EUAs nudged closer to €7 on Tuesday as smaller buyers entered the market to help reverse losses in the wake of a weaker-than expected auction that saw European governments wrap up their busiest allowance sale month since Feb. 2014.
The Dec-15 contract settled up 4 cents or 0.6% on ICE at €6.97 – off the session high of €6.99 – after rebounding from a morning floor of €6.75.
Traders reported a pick-up in buying orders from mid-sized companies keen to square off their annual compliance requirements following today’s deadline for submitting 2014 emissions figures.
“With the market below €7, they felt it was a good time to buy, if only in small volumes,” said one trader.
A second trader said speculators were keen to prop up prices ahead of what is likely to be bearish 2014 emissions data published by the Commission on Wednesday, though others said they expected little market reaction if the figures came in near expected levels of 5.5% down year-on-year.
Tuesday’s EU auction for 2.9 million units cleared at €6.79, 12 cents below the front-year futures and 7 cents below the spot market at the time the auction’s bidding window closed.
However, buyers had pushed the benchmark futures up in the minutes before the auction ended, meaning prices held some ground until just after 0930 GMT, when selling pressure was ratcheted up and EUAs hit their intraday lows.
The auction – the final sale for Q1 – had a fairly healthy bid-to-cover ratio of 2.32 but contrasted sharply to Monday’s sale, which cleared 3 cents above the spot market.
EU governments sold 62.7 million spot EUAs in March – the most in 13 months – for an average price of €6.73 each, raising €422.1 million.
The 21 auctions held this month appeared to showcase strong interest, attracting an average of nearly 19 bidders per sale – the highest level since Feb. 2014.

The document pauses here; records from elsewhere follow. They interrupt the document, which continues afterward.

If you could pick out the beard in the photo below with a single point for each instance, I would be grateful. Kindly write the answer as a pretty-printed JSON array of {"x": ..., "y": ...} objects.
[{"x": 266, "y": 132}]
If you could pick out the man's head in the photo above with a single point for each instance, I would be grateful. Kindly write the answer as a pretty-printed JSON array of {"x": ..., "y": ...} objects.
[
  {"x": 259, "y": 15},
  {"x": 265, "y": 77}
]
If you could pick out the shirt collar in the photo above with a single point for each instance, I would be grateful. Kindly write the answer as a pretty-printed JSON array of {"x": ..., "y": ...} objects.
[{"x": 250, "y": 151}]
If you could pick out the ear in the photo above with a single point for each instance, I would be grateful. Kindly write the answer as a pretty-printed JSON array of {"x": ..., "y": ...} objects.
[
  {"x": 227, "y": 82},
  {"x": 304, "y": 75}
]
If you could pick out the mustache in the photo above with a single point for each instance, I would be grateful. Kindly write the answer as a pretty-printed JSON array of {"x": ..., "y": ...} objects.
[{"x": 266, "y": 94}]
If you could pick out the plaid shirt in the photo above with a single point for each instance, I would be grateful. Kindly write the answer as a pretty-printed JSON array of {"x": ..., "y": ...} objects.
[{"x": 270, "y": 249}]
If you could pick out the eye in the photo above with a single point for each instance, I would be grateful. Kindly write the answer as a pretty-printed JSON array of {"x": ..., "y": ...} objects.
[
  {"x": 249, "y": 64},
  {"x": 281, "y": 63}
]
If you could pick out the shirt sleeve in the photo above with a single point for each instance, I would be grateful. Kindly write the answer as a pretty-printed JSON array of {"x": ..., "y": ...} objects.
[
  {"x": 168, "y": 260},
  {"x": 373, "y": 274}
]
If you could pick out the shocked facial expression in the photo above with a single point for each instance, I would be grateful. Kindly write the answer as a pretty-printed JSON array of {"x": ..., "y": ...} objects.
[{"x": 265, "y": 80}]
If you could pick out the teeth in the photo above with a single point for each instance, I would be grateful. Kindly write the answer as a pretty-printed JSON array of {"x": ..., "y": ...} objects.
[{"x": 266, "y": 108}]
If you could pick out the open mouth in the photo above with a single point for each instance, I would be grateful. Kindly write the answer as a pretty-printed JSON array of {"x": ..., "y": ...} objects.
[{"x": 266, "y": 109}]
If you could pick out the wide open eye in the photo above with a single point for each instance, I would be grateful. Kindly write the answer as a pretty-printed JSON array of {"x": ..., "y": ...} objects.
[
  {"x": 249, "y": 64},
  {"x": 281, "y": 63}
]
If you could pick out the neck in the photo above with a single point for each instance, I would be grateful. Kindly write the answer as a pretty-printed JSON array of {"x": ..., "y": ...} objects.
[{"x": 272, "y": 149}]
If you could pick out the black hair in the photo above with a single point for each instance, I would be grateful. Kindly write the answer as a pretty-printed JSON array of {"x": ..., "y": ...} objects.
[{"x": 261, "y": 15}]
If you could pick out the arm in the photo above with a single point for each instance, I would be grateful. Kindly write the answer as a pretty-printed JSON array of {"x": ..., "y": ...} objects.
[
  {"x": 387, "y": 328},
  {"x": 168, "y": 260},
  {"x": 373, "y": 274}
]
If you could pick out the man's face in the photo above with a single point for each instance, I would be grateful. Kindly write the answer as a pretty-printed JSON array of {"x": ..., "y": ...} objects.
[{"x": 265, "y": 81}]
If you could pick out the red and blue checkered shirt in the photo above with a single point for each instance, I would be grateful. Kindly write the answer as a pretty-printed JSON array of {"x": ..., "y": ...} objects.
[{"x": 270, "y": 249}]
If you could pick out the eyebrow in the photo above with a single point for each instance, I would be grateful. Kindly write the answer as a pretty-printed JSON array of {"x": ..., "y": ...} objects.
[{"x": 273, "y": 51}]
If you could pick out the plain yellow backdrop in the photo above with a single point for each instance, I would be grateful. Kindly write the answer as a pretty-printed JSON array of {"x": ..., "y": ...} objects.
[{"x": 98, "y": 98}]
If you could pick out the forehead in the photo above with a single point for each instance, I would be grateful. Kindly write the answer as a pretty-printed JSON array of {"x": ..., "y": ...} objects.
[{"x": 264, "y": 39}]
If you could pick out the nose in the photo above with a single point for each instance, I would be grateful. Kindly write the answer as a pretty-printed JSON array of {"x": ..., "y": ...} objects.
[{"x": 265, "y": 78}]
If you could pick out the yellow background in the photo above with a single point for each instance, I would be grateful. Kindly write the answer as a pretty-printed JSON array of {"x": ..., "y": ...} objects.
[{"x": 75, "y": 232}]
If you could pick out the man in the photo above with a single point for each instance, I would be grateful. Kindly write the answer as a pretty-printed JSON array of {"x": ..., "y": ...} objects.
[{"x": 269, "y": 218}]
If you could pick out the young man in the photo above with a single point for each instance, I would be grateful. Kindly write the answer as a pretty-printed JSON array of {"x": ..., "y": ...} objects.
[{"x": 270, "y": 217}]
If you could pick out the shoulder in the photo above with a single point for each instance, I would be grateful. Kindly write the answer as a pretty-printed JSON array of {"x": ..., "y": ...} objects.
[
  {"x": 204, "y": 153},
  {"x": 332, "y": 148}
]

The mean bid price across the auctions was just 4 cents below the sale price, well below the 17-cent and 8-cent average discounts seen in January and February respectively.

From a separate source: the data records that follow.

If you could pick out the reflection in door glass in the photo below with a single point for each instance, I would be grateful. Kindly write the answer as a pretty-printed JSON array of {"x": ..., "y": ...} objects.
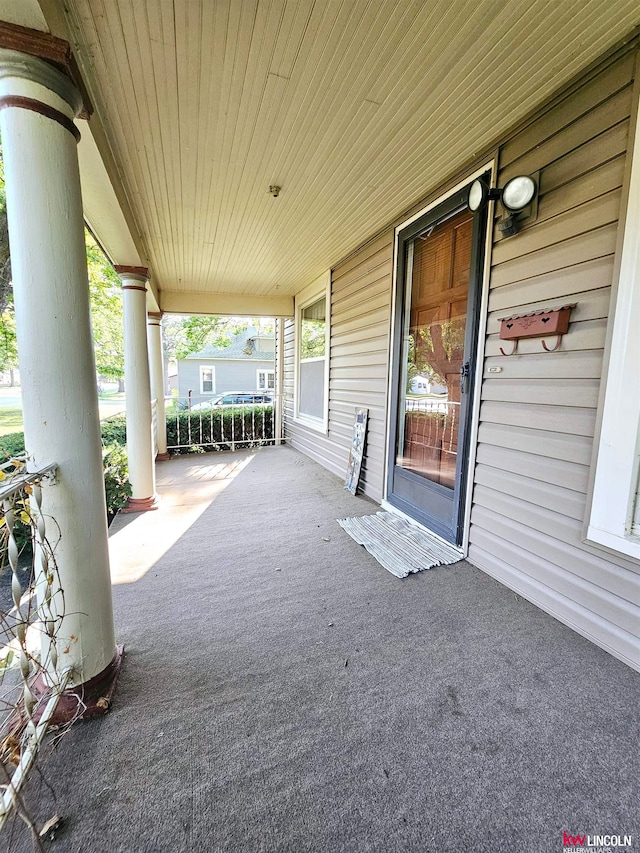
[{"x": 436, "y": 289}]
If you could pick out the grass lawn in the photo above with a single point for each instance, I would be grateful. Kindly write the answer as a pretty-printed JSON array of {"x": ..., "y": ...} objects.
[{"x": 10, "y": 420}]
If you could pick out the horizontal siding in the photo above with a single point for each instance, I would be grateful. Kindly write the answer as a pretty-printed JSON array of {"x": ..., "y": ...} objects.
[
  {"x": 538, "y": 409},
  {"x": 359, "y": 365}
]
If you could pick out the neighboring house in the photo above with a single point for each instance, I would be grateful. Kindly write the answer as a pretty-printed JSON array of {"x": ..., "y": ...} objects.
[
  {"x": 423, "y": 385},
  {"x": 247, "y": 364}
]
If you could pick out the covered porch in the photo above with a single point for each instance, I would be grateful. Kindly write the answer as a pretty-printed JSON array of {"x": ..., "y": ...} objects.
[{"x": 282, "y": 692}]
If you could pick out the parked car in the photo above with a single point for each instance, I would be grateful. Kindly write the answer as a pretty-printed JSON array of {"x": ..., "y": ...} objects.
[{"x": 234, "y": 399}]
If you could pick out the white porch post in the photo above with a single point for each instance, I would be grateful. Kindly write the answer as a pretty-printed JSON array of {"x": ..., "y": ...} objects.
[
  {"x": 156, "y": 368},
  {"x": 137, "y": 390},
  {"x": 59, "y": 392}
]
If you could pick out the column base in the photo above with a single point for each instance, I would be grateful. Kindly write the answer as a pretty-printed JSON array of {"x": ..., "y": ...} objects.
[
  {"x": 141, "y": 504},
  {"x": 91, "y": 699}
]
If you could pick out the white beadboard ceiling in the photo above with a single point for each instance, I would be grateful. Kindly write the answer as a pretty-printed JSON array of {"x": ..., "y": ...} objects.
[{"x": 356, "y": 108}]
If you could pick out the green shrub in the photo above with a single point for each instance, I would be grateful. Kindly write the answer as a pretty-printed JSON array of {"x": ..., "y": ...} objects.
[
  {"x": 114, "y": 457},
  {"x": 114, "y": 430},
  {"x": 11, "y": 445},
  {"x": 116, "y": 484},
  {"x": 245, "y": 426}
]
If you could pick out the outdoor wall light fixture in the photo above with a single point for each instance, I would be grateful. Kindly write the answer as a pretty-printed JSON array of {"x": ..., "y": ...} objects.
[{"x": 516, "y": 195}]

But the buyers’ individual appetites seemed smaller than usual, as March’s auctions featured an oversubscription rate of 3.22, down from the 3.64 seen in the first two months of the year and the 4.9 recorded in 2014’s sales.
In fact March’s subscription rate was the lowest since Sept. 2013, according to data compiled by Carbon Pulse. This may have been a result of the increased volumes.
That said the stats could also show a reduction in so-called “piss-taking” bids, or those that are set at unrealistic prices or that seek quantities in excess of a buyer’s actual needs, which are entered in an attempt to influence the market.
Governments are due to sell a further 54 million spot EUAs in April.